DevOps practices help improve the quality of open source components

Source – betanews.com

The use of open source components can help speed up the software development process, but it comes with a risk if poor quality code leads to vulnerable applications being released.

The latest State of the Software Supply Chain Report from DevOps tools specialist Sonatypereveals that organizations which actively manage the quality of open source components flowing into production applications realize a 28 percent improvement in developer productivity, a 30 percent reduction in overall development costs, and a 48 percent increase in application quality.

“Companies are no longer building software applications from scratch, they are manufacturing them as fast as they can using an infinite supply of open source component parts,” says Wayne Jackson, CEO of Sonatype. “However, many still rely on manual and time consuming governance and security practices instead of embracing DevOps-native automation. Our research continues to show that development teams managing trusted software supply chains are dramatically improving quality and productivity.”

Among the report’s other findings is that year-on-year downloads of Java components have grown 68 percent (52 billion in 2016), JavaScript downloads grew 262 percent (59 billion in 2016), and demand for Docker components is expected to grow 100 percent (12 billion downloads). Faced with a near infinite supply of open source components, high-functioning DevOps organizations are turning to machine automation to govern the quality of open source components flowing through their software supply chains.

It also reveals that open source component suppliers are slow to fix vulnerabilities. Only 15.8 percent of OSS projects actively fix vulnerabilities, and even then the mean time to remediation is 233 days. This puts the onus on DevOps organizations to actively govern which OSS projects they work with, and which components they ultimately use.
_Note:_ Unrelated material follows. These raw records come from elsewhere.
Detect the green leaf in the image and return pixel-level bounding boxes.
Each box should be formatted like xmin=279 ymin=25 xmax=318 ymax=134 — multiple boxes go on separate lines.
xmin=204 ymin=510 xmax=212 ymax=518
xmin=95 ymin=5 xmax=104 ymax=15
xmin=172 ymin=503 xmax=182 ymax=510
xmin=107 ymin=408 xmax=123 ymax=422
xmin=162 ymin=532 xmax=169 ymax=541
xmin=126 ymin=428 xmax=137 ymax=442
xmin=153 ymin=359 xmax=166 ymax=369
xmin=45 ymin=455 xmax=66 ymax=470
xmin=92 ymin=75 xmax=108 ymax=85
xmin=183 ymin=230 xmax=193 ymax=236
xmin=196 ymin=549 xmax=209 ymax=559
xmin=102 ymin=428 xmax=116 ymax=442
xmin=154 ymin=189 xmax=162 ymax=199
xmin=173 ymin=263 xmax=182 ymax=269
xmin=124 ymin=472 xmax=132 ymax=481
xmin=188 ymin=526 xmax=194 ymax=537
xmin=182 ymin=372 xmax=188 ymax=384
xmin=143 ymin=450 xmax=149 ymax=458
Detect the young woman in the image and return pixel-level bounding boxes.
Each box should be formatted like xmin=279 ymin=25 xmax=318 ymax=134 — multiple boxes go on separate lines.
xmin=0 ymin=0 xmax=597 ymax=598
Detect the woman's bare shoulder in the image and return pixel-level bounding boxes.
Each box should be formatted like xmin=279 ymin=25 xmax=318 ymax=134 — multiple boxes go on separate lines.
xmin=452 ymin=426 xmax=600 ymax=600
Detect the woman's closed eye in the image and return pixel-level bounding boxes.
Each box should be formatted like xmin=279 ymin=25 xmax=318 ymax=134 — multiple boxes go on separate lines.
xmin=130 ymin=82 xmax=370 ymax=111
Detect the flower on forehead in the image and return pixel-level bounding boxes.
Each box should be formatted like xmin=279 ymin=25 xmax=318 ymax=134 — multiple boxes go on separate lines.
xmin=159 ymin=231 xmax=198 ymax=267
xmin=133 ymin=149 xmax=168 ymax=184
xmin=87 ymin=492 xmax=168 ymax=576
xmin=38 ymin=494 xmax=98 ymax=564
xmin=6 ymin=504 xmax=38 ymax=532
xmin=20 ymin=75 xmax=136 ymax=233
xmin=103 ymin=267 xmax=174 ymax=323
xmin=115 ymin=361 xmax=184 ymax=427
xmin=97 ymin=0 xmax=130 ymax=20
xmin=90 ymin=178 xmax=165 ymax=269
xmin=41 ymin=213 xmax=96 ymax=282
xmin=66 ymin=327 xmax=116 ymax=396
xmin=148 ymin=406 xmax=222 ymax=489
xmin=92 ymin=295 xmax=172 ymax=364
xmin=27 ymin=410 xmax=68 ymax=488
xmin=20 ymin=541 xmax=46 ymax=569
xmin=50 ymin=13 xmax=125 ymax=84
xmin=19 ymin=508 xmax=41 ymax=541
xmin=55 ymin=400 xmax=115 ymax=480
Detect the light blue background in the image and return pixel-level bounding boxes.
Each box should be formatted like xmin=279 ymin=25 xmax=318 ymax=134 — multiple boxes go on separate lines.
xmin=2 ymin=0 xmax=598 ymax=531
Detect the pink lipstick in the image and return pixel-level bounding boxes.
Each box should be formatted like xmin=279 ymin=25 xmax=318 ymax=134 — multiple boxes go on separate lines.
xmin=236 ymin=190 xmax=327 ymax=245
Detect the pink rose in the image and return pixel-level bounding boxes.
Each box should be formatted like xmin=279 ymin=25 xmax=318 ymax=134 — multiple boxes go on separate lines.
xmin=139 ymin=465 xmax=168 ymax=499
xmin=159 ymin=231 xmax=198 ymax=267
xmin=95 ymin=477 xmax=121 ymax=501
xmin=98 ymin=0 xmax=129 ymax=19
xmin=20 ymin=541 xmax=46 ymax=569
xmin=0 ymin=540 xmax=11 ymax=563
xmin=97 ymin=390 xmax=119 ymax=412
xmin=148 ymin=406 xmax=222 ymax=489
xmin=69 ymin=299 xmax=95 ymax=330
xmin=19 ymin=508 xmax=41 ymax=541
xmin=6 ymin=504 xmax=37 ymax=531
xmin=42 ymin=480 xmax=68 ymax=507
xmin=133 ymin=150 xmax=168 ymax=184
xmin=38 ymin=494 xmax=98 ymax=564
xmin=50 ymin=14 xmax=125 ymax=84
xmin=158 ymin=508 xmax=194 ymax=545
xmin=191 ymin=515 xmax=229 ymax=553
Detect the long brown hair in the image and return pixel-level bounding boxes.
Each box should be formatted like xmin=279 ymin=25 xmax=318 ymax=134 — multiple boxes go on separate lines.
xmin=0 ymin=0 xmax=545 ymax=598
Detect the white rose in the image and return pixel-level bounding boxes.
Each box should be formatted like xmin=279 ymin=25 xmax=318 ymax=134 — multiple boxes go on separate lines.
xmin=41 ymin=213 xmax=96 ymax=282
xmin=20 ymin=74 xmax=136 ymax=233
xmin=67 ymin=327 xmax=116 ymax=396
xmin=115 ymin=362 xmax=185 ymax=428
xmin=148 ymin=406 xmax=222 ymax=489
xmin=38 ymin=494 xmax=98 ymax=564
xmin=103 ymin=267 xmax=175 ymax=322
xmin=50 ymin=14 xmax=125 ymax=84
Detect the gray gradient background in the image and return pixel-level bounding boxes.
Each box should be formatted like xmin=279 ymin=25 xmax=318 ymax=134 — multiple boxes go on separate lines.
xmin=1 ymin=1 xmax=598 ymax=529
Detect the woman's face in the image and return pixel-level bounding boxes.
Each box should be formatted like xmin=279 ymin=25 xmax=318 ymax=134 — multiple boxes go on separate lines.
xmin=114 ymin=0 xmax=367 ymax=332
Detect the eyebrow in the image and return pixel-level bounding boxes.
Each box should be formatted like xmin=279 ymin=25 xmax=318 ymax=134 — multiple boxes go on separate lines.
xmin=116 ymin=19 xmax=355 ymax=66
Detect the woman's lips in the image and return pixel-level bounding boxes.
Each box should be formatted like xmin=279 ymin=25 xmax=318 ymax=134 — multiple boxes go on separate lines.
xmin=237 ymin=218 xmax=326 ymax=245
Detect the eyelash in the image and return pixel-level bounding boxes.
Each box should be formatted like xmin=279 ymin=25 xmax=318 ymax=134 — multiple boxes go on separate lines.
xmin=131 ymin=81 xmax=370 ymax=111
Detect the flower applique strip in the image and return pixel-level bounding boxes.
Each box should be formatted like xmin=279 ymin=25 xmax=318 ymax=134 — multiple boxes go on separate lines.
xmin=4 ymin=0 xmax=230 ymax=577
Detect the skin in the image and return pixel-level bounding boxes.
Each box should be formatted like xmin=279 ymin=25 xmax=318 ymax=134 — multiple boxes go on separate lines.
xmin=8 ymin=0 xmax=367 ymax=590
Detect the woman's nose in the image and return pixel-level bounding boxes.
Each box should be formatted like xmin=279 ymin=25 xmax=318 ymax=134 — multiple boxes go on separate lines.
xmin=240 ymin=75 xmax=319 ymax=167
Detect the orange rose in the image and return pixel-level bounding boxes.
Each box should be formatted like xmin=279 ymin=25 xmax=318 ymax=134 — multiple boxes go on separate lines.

On a positive note, in 2016, the percentage of Java components downloaded from the Central Repository that contained known security vulnerabilities fell to 5.5 percent, down from 6.1 percent the year before. Although this still isn’t ideal it is evidence that hygiene is beginning to improve with ratios declining slightly in each of the last three years. The regulatory landscape is helping too, with government agencies and industry bodies releasing new guidelines to improve the quality, safety, and security of software supply chains.